Overall Survival Benefit
The most important finding from the long-term follow-up was the sustained overall survival benefit. With a median survival follow-up of 39.8 months in the tislelizumab arm and 36.4 months in the placebo arm, median overall survival reached 15.5 months with tislelizumab plus chemotherapy versus 13.5 months with placebo plus chemotherapy. This translated to a hazard ratio of 0.78 (95% CI, 0.63-0.95) .

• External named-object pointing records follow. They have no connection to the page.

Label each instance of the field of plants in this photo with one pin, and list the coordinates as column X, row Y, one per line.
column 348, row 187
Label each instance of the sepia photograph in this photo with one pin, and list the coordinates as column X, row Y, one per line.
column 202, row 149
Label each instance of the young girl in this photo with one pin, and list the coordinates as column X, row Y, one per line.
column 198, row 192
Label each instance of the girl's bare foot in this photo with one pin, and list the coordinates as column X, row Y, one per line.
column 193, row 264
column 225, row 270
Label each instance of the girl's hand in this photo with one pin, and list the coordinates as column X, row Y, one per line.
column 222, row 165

This means the addition of tislelizumab reduced the risk of death by 22% relative to chemotherapy alone. The 3-year overall survival rate was 22.1% with tislelizumab plus chemotherapy compared with 13.1% in the placebo arm. At 4 years, the overall survival rate in the tislelizumab arm was 18.9%, and seven patients remained at risk, whereas no patients remained at risk in the placebo arm .
Progression-Free Survival
In addition to overall survival, progression-free survival favored the immunotherapy arm. Median progression-free survival was 4.7 months with tislelizumab plus chemotherapy versus 4.3 months with placebo plus chemotherapy, corresponding to a hazard ratio of 0.65 (95% CI, 0.53-0.80) .

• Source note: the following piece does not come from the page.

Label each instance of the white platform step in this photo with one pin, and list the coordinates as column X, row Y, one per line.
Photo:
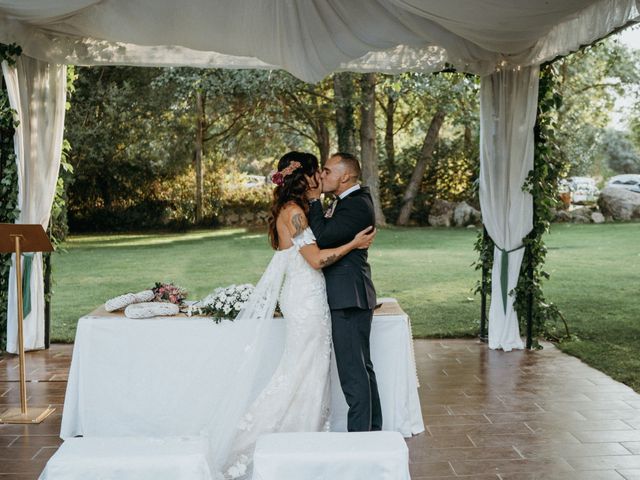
column 331, row 456
column 129, row 458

Benefit Across PD-L1 Subgroups
Among PD-L1–evaluable patients, median overall survival was 20.7 months in the tislelizumab arm compared with 13.5 months in the placebo arm, with a hazard ratio of 0.71 (95% CI, 0.48-1.06) . The investigators reported that overall survival benefit favored tislelizumab across all PD-L1 subgroups.
Safety Profile
The long-term safety analysis did not reveal new concerns. Treatment-emergent adverse events occurred in 99.6% of patients in both groups. Grade 3 or higher treatment-emergent adverse events were seen in 89.0% of the tislelizumab arm and 90.0% of the placebo arm. Treatment-related adverse events leading to discontinuation of any treatment component were more frequent with tislelizumab at 13.2% compared with 3.1% in the placebo group .
Clinical Implications
These long-term follow-up data support tislelizumab plus chemotherapy as a durable first-line option for ES-SCLC. The regimen maintained its overall survival advantage with extended follow-up, improved progression-free survival, showed encouraging long-term landmark survival rates, and remained manageable from a safety perspective. Tislelizumab has already received approval in China and Europe for first-line treatment of ES-SCLC based on RATIONALE-312 .
The study population was entirely from centers in China, PD-L1 testing was retrospective and not mandatory, and the number of patients with brain metastases was small. These limitations should be considered when extrapolating the data.